简体   繁体   English

matplotlib:如何有条件地绘制二维数组中的直方图

[英]matplotlib: How to conditionally plot a histogram from a 2d array

I have a 2D array, where I am trying to plot a histogram of all the rows in one column, given a condition in another column. 我有一个2D数组,在这里我试图在给定另一列的条件的情况下绘制一列中所有行的直方图。 I am trying to select subdata in the plt.hist() command, to avoid making numerous subarrays, which I already know how to do. 我正在尝试在plt.hist()命令中选择子数据,以避免制作许多子数组,而我已经知道该怎么做。 For example if 例如,如果

a_long_named_array = [1, 5]
                     [2, 6]
                     [3, 7]

I could create a subset of my array such that the 1st column is greater than 5 by writing 我可以通过写以下内容来创建数组的子集,使第一列大于5

a_long_named_subarray = a_long_named_array[a_long_named_array[:,1] > 5]

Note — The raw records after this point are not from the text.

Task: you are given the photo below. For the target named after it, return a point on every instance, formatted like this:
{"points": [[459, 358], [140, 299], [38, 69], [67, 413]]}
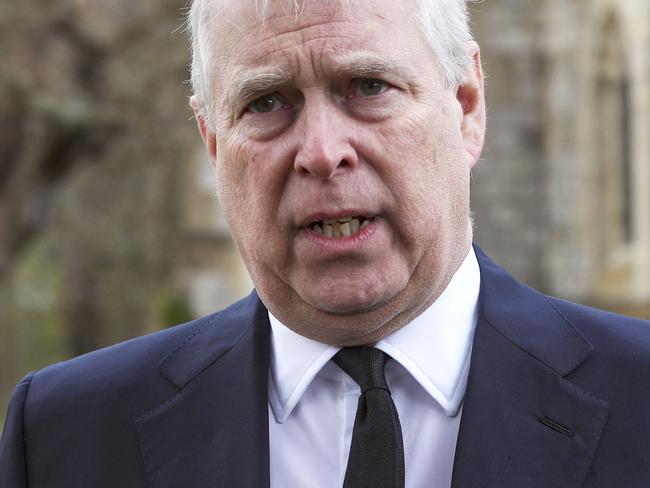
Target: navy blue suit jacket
{"points": [[558, 397]]}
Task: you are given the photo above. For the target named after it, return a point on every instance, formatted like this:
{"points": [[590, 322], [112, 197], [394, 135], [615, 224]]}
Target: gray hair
{"points": [[444, 23]]}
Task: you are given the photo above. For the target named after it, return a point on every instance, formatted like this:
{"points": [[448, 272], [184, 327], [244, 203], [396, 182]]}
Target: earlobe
{"points": [[471, 97], [208, 136]]}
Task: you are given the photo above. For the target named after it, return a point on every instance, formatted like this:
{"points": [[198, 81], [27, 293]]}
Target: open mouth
{"points": [[343, 227]]}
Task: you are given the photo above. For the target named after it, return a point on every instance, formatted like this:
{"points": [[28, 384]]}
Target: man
{"points": [[343, 134]]}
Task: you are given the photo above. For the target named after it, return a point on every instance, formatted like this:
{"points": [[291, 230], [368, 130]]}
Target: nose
{"points": [[325, 146]]}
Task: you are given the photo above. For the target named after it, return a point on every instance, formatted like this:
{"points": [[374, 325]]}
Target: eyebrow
{"points": [[262, 82], [359, 66]]}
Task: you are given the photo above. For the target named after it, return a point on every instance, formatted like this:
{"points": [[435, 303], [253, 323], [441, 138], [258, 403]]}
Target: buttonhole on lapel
{"points": [[556, 426]]}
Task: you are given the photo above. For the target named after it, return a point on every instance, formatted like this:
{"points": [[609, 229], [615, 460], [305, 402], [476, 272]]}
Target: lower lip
{"points": [[341, 244]]}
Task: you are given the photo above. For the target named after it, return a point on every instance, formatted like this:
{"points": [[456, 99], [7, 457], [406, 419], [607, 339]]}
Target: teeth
{"points": [[354, 226], [343, 227]]}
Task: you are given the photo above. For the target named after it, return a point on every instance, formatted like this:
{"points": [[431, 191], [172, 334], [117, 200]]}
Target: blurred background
{"points": [[109, 227]]}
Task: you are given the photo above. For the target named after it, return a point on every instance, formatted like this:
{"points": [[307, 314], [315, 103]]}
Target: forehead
{"points": [[244, 38]]}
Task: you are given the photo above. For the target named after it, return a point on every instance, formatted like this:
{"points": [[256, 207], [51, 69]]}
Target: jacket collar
{"points": [[524, 423], [215, 429]]}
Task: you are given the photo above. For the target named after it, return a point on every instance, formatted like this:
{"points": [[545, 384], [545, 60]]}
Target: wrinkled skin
{"points": [[360, 123]]}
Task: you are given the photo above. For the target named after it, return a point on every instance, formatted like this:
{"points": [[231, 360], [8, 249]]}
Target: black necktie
{"points": [[377, 453]]}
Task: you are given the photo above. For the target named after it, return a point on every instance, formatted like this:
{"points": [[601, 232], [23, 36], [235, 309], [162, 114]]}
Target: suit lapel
{"points": [[524, 424], [214, 432]]}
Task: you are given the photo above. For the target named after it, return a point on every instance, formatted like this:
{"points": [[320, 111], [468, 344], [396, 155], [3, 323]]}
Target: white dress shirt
{"points": [[312, 403]]}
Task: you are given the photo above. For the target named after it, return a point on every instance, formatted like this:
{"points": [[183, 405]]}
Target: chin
{"points": [[347, 305]]}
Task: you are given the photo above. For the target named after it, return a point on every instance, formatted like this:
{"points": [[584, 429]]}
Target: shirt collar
{"points": [[434, 348]]}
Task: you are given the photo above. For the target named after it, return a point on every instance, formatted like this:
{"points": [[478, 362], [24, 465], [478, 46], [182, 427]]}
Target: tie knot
{"points": [[365, 365]]}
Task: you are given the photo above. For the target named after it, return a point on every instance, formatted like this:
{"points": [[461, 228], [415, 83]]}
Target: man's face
{"points": [[342, 163]]}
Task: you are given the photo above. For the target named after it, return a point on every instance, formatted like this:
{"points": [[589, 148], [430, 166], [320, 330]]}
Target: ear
{"points": [[207, 135], [471, 97]]}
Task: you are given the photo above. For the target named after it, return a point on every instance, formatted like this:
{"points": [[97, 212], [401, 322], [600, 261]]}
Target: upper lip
{"points": [[334, 215]]}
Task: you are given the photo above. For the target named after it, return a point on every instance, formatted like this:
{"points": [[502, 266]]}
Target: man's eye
{"points": [[369, 87], [265, 104]]}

How do I plot this subdata without making the aforementioned subarray? 如何在不制作上述子数组的情况下绘制此子数据? Please see below. 请看下面。

import numpy as np
import matplotlib.pyplot as plt

#Generate 2D array
arr = np.array([np.random.random_integers(0,10, 10), np.arange(0,10)])

#Transpose it
arr = arr.T

#----------------------------------------------------------------------------
#Plotting a Histogram: This works
#----------------------------------------------------------------------------

#Plot all the rows of the 0'th column
plt.hist(arr[:,0])
plt.show()

#----------------------------------------------------------------------------
#Plotting a conditional Histogram: This is what I am trying to do. This Doesn't work.
#----------------------------------------------------------------------------

#Plot all the rows of the 0th column where the 1st column is some condition (here > 5)
plt.hist(arr[:,0, where 1 > 5])
plt.show()

quit()

You just need to apply the boolean index ( whatever > 5 returns a boolean array) to the first dimension. 您只需要将布尔值索引( whatever > 5返回布尔值数组)应用于第一个维度。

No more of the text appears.